I played with swype for about 20 minutes and found that I was missing the word I wanted nearly as often as I was hitting it. And since you don't know if the word you want is in the dictionary until you've already tried it, and THEN you have to tap it out, I felt like I was doing double work a lot of the time. Maybe I just don't have the patience for it.
I realize I sound like the people who refused to switch to T9 on normal phones, but so it goes.
I need to try swype, but I bought the Droid 3 specifically for the tactile keyboard. My big thing is that I don't look at the keyboard while I'm inputting, and I have yet to see a non-tactile method that can accommodate that.
I have yet to see a non-tactile method that can accommodate that.
I've found I can look away when I Swype, FWIW. I know about where all the letters are, and you don't have to hit all the right ones to get the word.
I don't know what to say if you had a 50% failure rate--right off the bat I was in the high 90s.

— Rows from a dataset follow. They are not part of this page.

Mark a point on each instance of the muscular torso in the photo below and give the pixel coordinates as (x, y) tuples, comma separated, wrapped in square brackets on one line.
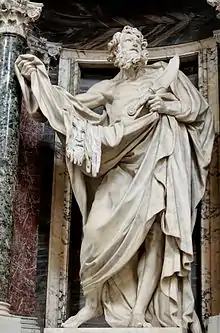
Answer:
[(126, 93)]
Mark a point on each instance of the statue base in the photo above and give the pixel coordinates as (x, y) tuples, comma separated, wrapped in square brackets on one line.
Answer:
[(116, 330)]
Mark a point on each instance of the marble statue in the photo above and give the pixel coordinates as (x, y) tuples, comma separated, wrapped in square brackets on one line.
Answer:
[(138, 172)]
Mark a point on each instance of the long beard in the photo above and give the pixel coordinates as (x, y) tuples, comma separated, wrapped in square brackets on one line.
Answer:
[(128, 59)]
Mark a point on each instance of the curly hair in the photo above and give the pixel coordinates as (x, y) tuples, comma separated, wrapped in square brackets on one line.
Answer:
[(114, 43)]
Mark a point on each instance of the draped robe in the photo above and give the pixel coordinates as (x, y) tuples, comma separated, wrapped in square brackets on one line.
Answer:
[(151, 180)]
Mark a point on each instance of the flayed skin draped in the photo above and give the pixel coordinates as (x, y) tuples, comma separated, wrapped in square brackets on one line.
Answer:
[(152, 177)]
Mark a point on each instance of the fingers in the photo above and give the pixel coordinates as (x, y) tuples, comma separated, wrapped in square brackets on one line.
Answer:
[(153, 99)]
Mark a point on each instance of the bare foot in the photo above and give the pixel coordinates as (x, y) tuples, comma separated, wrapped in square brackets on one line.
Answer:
[(138, 320), (85, 314)]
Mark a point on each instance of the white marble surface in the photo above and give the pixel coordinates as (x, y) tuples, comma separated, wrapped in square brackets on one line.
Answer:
[(116, 330), (107, 256)]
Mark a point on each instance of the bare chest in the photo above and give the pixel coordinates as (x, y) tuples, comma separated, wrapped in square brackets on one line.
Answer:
[(126, 94)]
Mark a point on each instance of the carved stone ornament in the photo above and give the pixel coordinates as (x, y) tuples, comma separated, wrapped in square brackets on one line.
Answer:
[(15, 15), (216, 4)]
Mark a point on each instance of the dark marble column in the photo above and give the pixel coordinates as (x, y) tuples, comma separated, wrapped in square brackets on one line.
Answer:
[(14, 19), (11, 45)]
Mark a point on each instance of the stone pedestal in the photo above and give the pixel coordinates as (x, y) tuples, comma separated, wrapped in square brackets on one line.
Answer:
[(116, 330), (214, 324)]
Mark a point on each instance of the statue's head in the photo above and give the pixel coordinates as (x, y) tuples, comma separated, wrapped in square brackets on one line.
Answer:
[(128, 48)]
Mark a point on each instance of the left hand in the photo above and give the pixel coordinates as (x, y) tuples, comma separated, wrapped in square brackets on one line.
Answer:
[(156, 104)]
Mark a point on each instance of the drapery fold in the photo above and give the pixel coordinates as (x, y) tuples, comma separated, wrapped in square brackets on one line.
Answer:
[(152, 177)]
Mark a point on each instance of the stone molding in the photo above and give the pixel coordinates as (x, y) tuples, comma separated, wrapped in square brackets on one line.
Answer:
[(16, 15)]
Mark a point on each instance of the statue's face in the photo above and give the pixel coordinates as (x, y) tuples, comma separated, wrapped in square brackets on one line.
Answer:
[(130, 43)]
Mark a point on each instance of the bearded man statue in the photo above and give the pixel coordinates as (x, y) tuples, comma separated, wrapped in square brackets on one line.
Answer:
[(149, 152)]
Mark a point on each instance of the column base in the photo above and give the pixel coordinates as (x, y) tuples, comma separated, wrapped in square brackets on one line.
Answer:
[(8, 322), (214, 324), (16, 324), (116, 330), (29, 325)]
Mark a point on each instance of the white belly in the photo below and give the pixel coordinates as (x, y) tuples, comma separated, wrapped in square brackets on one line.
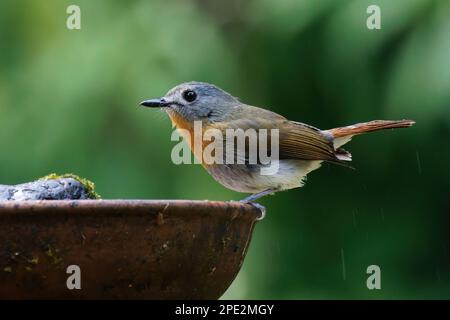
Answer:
[(242, 178)]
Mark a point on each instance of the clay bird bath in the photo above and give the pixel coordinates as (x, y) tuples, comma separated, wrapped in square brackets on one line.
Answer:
[(125, 249)]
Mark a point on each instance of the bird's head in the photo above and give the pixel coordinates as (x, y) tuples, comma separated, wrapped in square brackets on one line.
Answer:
[(195, 101)]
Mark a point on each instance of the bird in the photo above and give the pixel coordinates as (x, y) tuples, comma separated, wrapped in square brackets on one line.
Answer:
[(302, 148)]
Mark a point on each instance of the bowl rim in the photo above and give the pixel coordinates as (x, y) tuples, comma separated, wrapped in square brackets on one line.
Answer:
[(117, 205)]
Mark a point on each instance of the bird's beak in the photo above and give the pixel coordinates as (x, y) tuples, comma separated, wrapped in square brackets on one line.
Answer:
[(155, 103)]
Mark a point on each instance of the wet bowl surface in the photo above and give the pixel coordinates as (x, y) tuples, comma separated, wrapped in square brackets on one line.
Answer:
[(125, 249)]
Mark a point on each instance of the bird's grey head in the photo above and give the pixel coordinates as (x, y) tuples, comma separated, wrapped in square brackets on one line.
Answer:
[(195, 101)]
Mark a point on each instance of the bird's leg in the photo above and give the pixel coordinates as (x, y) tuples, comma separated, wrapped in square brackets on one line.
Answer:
[(255, 196), (258, 195)]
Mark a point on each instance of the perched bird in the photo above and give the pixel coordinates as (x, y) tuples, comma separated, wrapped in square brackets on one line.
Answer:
[(301, 147)]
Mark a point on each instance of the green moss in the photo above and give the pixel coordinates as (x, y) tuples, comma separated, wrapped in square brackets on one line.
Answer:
[(89, 185), (7, 269)]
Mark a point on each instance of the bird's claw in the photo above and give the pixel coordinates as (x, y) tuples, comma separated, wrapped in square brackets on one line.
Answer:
[(260, 207)]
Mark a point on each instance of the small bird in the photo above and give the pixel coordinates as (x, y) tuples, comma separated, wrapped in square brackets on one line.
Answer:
[(302, 148)]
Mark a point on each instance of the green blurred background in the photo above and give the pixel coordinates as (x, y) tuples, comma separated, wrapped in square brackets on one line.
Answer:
[(68, 103)]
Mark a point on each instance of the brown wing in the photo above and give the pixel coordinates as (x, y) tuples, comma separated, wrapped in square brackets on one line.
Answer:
[(301, 141), (297, 140)]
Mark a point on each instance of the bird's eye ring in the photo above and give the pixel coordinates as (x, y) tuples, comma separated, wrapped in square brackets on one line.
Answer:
[(189, 95)]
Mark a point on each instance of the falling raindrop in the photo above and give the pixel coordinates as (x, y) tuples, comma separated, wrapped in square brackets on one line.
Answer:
[(419, 166), (438, 274), (354, 218), (344, 275)]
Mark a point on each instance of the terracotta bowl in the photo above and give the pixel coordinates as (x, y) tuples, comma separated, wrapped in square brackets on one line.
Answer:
[(125, 249)]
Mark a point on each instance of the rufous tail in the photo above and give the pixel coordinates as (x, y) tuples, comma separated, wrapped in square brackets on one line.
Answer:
[(343, 135), (369, 127)]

If it doesn't work for your fingers, it doesn't work. But there's been no incentive for me to learn to tap type with regularity, especially on a small keyboard. My accuracy was higher from sentence one.
Sure, but is one-handed swyping really faster than good two-thumb tapping?

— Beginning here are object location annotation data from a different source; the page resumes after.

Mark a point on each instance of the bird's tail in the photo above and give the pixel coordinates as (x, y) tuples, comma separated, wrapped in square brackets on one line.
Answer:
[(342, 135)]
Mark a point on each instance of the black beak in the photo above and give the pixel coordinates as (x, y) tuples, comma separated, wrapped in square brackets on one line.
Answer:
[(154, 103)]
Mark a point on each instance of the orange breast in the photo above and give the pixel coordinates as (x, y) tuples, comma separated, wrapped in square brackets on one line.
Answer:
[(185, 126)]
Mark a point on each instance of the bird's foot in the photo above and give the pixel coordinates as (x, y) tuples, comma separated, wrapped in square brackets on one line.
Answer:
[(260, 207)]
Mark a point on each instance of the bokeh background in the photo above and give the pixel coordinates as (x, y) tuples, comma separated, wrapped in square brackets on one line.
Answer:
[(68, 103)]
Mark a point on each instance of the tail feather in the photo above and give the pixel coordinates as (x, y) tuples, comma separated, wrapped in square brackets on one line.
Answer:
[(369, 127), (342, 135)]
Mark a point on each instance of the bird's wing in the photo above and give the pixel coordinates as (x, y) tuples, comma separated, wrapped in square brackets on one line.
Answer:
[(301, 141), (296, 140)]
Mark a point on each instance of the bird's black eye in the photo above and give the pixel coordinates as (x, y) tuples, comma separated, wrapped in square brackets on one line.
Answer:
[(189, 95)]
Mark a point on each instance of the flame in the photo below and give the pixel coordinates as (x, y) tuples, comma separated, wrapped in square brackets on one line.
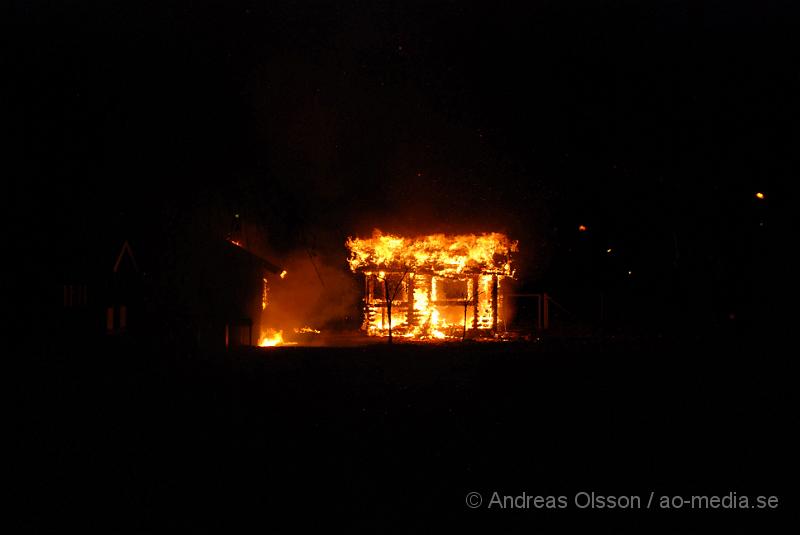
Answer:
[(271, 338), (439, 285), (437, 254)]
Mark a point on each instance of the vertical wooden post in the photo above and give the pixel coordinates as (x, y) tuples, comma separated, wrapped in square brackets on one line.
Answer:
[(539, 312), (475, 283), (546, 306), (494, 303)]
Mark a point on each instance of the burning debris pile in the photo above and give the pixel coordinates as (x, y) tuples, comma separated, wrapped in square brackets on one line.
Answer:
[(433, 287)]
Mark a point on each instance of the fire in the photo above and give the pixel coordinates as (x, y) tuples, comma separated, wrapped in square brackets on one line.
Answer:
[(438, 254), (432, 287), (271, 338)]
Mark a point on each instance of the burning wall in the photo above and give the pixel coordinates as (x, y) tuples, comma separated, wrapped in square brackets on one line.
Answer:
[(435, 286)]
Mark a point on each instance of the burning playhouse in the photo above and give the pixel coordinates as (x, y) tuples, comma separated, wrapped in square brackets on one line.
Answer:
[(433, 287)]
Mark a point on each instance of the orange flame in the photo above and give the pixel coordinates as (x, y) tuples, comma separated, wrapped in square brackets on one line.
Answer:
[(436, 286)]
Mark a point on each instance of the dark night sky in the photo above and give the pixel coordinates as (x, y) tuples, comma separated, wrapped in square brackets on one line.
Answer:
[(652, 123)]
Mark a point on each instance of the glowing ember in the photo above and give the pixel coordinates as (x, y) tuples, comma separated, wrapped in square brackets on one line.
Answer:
[(432, 287), (436, 254), (306, 330)]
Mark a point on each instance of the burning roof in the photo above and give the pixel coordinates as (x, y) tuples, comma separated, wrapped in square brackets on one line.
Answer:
[(436, 254)]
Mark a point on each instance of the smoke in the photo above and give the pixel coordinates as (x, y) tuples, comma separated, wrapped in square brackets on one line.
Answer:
[(318, 291)]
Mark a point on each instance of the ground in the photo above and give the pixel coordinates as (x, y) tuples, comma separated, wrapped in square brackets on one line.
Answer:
[(393, 438)]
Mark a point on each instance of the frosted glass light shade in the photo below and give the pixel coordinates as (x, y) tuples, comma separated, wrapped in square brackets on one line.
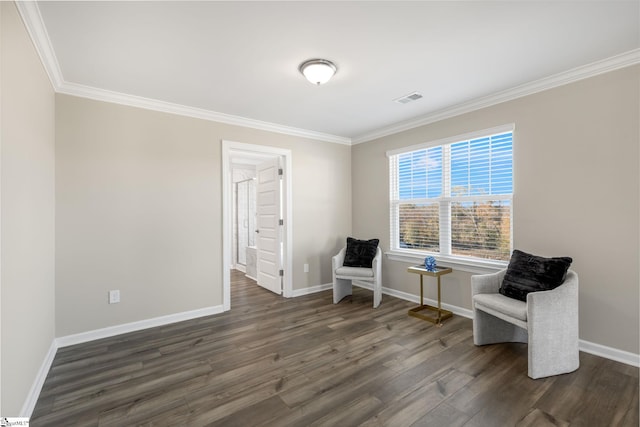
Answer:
[(318, 71)]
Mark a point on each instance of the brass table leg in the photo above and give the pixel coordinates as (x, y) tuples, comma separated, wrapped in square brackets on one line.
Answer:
[(436, 318)]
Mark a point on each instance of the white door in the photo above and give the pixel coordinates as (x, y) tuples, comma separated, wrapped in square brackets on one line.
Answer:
[(268, 239)]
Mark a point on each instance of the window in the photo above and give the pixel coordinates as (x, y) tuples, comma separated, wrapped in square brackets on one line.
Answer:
[(454, 198)]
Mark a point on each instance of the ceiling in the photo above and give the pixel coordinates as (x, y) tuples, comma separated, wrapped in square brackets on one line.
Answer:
[(238, 61)]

When you only have one hand free, you can't two-thumb tap, NOW CAN YOU.
I've found I can look away when I Swype, FWIW.
I haven't tried that yet.
The only times I get a lot of errors are if I'm in bed, so lying on my side, or if I'm on the train and things are really jostly. But the program has a learning curve - your first twenty minutes playing with it it can't really anticipate you.
Oh! Having the iPad means I finally get how people keep getting those freaky autocorrects. On the android platform, autocorrect is opt-in - if it thinks you made it mistake it suggests what it thinks is right, but you have to choose to use it. I find it a pain in the ass to adapt to the opt-out that iPhone/iPad uses.
On the android platform, autocorrect is opt-in
That's not globally true. On the Swype for Honeycomb, for instance, it's opt out. However, I found it much more obvious about how to opt out than on the iPod, where I was actually picking the correction the first few times.
brenda, you can click the x when it autocorrects to reject the correction.
I figured that out, but it's kind of a pain since it means I need to be checking the screen all the time while i'm typing.
My version of the android keyboard is definitely opt-out. I get the same autocorrect problems I had with my iPhone, though at least I also get multiple autocorrect options shown, on the rare occasions I'm paying enough attention to choose one.
I haven't compared it to Android, but iOS seems to learn pretty quickly which "typos" are actually words I want to spell (names and curses mostly), so I find the autocorrect mostly helpful. (Until it's not, of course. My phone seems smarter in that regard than my iPad, but maybe that's just because I've been using it longer.)